The agency positively values the company's ability to generate profits even in unfavorable macroeconomic scenarios.
Audax Renovables (ADX.MC), a vertically integrated Spanish energy group that generates and supplies renewable 100% electricity and gas with a presence in 9 countries, maintains its Investment Grade rating (BBB-) qualified by EthiFinance Ratings, the former Axesor, based on its consolidated positioning in a mature industry.
The rating agency has favorably assessed the consolidated competitive positioning in the energy sector and the growing international vocation that mitigates the risk of concentration in the marketing activity and provides the group with greater resilience in the face of unfavorable scenarios.

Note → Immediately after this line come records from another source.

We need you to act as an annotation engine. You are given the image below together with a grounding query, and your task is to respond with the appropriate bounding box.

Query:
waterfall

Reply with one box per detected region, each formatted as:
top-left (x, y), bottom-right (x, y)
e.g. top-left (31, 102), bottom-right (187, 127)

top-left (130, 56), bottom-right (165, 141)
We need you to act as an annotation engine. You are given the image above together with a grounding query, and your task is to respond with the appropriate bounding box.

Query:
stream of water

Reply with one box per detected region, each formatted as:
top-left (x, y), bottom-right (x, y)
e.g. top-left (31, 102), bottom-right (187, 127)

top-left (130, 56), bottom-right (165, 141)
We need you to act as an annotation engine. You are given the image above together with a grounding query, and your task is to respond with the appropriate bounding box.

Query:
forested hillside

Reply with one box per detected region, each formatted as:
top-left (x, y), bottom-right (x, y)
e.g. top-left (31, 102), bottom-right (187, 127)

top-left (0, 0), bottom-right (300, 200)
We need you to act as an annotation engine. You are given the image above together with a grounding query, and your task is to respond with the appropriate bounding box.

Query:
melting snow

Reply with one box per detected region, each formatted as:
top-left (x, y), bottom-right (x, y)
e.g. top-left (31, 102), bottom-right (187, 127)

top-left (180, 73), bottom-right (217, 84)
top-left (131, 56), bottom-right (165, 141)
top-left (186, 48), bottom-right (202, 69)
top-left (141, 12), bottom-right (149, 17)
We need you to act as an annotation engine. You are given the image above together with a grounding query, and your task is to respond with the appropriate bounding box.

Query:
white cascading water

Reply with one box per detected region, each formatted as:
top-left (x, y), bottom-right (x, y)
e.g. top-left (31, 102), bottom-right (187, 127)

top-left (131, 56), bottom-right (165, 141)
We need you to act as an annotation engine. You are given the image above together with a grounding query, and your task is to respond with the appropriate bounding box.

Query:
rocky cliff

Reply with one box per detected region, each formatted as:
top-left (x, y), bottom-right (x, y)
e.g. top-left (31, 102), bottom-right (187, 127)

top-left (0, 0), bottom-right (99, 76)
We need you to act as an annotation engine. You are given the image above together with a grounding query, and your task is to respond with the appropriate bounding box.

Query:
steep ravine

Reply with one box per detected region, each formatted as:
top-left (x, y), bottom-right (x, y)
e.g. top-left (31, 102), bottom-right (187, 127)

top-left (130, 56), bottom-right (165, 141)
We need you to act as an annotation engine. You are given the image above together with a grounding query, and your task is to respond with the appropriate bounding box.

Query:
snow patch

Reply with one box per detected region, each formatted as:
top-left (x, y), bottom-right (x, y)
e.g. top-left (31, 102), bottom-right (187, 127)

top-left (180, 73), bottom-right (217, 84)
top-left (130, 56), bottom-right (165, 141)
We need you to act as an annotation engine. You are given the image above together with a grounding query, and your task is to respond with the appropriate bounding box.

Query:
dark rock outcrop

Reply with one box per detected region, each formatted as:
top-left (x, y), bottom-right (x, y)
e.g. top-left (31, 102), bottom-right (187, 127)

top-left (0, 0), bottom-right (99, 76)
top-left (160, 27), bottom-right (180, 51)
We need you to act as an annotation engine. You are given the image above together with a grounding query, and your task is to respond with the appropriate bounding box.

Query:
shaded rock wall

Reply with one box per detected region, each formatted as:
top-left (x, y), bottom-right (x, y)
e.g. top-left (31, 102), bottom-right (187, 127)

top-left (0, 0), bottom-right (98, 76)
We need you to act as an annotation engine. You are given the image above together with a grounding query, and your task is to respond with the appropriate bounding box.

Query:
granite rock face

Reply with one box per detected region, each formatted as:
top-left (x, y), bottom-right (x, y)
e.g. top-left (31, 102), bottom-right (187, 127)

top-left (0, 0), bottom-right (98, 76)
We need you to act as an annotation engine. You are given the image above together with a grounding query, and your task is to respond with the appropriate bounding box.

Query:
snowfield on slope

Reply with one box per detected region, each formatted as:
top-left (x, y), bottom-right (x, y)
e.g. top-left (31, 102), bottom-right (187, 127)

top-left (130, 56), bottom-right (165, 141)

The agency highlights that the group operates in a mature and highly regulated sector that, despite the positive long-term prospects, is currently conditioned by a complex context. The energy industry, as a whole, offers favorable long-term prospects, which will pivot on renewable energies. However, currently, the sector is being affected by high energy prices with historical highs and significant delays in the execution of renewable projects due to the slowness in obtaining permits from administrations, factors whose future development will condition evolution in the medium term.
Axesor values very positively the ownership structure committed to the business, the high involvement of the founder and main shareholder José Elías Navarro, who controls 66,62% of the capital, and highlights the presence of one of the reference family offices in the Spanish market, such as the Domínguez family (Mayoral group), which participates in 7,24%, favorably valuing a more diversified ownership structure.
The agency also considers adequate capacity to meet its payment commitments and for this the agency is supported by an operating result that is expected to improve under more normalized contexts and especially a solid liquidity position, cash of €244.1M plus financial instruments liquid assets of €250.3M, and a debt maturity schedule that suggests that the group will not present difficulties in the short term.